This week I focused on creating my own text set for a math problem. The problem I wanted to create a text set for was:
“Allison purchased a $30 international calling card so that she could call her family while she is in France. Each call costs a service fee of $2.25 and 10 cents per minute. Allison only makes one call and talks until the card is used up.
Create a table and write an expression that relates the number of minutes that Allison has talked and the amount of money Allison has spent. Assign symbols and describe which quantities the symbols represent.
Create a table and write an expression that relates the number of minutes that Allison has talked and the amount of money left on Allison’s calling card. Assign symbols and describe which quantities the symbols represent.
Graph both of these equations on the same graph.”
To create this text set, I first started with listing what the students would need to know to solve this problem.
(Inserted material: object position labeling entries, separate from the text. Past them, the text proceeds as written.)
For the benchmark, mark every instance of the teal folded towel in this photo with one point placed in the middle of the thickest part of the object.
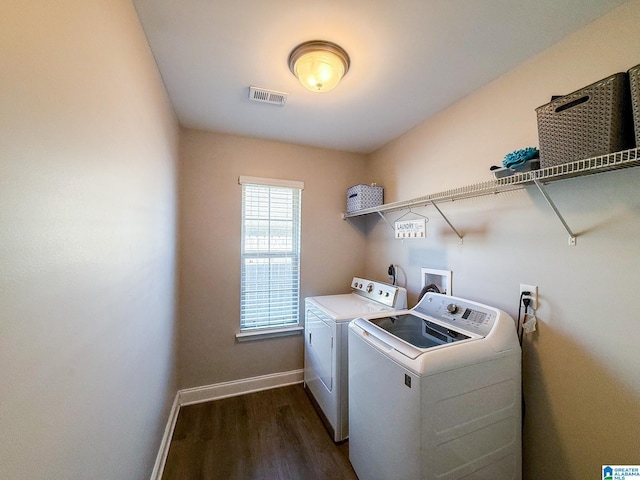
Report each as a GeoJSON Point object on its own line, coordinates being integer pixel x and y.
{"type": "Point", "coordinates": [520, 157]}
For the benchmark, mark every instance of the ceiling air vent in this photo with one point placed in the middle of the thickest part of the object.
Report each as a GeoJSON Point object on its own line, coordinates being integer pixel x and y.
{"type": "Point", "coordinates": [267, 96]}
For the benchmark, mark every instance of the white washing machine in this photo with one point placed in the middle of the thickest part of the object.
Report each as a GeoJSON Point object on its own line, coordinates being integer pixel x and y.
{"type": "Point", "coordinates": [435, 393]}
{"type": "Point", "coordinates": [326, 342]}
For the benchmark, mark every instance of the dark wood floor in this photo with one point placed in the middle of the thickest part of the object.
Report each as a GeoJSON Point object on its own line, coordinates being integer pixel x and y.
{"type": "Point", "coordinates": [270, 435]}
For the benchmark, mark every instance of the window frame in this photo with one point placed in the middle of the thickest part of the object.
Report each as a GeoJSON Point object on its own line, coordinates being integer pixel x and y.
{"type": "Point", "coordinates": [275, 329]}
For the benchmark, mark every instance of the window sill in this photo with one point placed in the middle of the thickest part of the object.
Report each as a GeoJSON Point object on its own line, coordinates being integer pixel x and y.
{"type": "Point", "coordinates": [259, 334]}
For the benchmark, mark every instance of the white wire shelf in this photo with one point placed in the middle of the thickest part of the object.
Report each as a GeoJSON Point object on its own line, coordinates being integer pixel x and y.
{"type": "Point", "coordinates": [589, 166]}
{"type": "Point", "coordinates": [578, 168]}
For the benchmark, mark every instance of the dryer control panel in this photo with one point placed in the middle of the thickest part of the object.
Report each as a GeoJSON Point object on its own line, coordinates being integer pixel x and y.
{"type": "Point", "coordinates": [389, 295]}
{"type": "Point", "coordinates": [457, 312]}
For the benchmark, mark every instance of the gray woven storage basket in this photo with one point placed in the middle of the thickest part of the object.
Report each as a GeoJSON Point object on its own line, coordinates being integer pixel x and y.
{"type": "Point", "coordinates": [634, 81]}
{"type": "Point", "coordinates": [592, 121]}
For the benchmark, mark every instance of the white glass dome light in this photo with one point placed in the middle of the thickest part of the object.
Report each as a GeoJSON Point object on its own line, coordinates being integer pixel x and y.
{"type": "Point", "coordinates": [319, 65]}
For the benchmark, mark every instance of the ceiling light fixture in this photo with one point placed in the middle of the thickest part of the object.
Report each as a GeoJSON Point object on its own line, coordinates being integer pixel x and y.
{"type": "Point", "coordinates": [319, 65]}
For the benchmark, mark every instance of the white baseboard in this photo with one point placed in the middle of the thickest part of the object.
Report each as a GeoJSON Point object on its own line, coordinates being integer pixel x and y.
{"type": "Point", "coordinates": [207, 393]}
{"type": "Point", "coordinates": [190, 396]}
{"type": "Point", "coordinates": [161, 458]}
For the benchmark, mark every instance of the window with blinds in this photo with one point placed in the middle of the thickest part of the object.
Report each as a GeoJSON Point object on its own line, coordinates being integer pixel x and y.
{"type": "Point", "coordinates": [270, 272]}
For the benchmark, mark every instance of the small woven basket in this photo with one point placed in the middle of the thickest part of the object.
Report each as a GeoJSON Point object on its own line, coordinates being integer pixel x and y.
{"type": "Point", "coordinates": [592, 121]}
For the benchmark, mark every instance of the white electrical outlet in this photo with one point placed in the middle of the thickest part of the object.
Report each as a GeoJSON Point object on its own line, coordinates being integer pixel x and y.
{"type": "Point", "coordinates": [533, 294]}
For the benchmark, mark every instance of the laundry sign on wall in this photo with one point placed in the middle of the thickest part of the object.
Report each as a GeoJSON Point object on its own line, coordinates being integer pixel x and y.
{"type": "Point", "coordinates": [411, 228]}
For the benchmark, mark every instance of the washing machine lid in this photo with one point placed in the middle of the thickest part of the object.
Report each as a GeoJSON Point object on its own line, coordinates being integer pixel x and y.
{"type": "Point", "coordinates": [418, 331]}
{"type": "Point", "coordinates": [409, 334]}
{"type": "Point", "coordinates": [348, 306]}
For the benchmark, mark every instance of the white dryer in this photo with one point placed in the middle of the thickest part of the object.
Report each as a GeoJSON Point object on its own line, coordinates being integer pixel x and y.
{"type": "Point", "coordinates": [435, 393]}
{"type": "Point", "coordinates": [326, 342]}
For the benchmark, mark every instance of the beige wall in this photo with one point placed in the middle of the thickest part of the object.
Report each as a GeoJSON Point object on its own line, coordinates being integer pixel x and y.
{"type": "Point", "coordinates": [581, 377]}
{"type": "Point", "coordinates": [88, 147]}
{"type": "Point", "coordinates": [210, 210]}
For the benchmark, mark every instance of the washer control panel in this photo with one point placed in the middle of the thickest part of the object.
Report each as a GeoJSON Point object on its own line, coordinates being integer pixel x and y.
{"type": "Point", "coordinates": [390, 295]}
{"type": "Point", "coordinates": [454, 311]}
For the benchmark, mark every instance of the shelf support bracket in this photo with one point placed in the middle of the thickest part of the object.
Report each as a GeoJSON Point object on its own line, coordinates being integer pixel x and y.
{"type": "Point", "coordinates": [572, 237]}
{"type": "Point", "coordinates": [448, 222]}
{"type": "Point", "coordinates": [386, 221]}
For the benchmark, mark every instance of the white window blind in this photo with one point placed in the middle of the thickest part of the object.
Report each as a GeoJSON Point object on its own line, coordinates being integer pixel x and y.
{"type": "Point", "coordinates": [270, 272]}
This is what I came up with:
What students would need to know:
– relating quantities
– creating tables
– graphing functions
I then used this information to find the components of my text set. This is my text set:
– This website can help with similar math problems. It walks students step by step through similar problems, allowing students to apply these same steps to this particular problem.
– This book is awesome. It has also step by step explanations of algebra concepts, which the students can apply to this work problem.
– This video shows students how to create a table based on a word problem and graphical information. They can watch this video to show them how to create a table for this problem.
– Purple Math is a great math website. This specific page can help students with knowing how to solve for variables and how to set up variables in an equation.
– This website has a list of awesome apps that can help with algebra. I have personally used wolfram alpha before and it is a great tool. Quadratic master would also be a great tool when starting quadratic functions, which aren’t used for this specific question, but is great when you do not have a calculator on hand. Also with so many schools going to BYOD (bring your own device), these apps could all be very useful.
– My 5th grade cousin told me about this. She has a log in and password. This website shows you the learning skills you need to know in different grades, and it also has practice problems and tools. This would be a great resource for solving this problem. They can go on this website, go to their grade and find what they are learning and do practice problems. My cousin said sometimes her teachers assign homework through this website, particularly around the time they are about to take the CRCT.
– Brainpop is a great website! At the middle school I was placed at last semester, my mentor teacher used this website a lot in her classroom. There are videos that you can watch that explain math concepts and also quizzes that go along with the videos. When I taught a lesson last semester, I used BrainPop. The students watched a video and then I had them take the quiz and I used this as an assessment.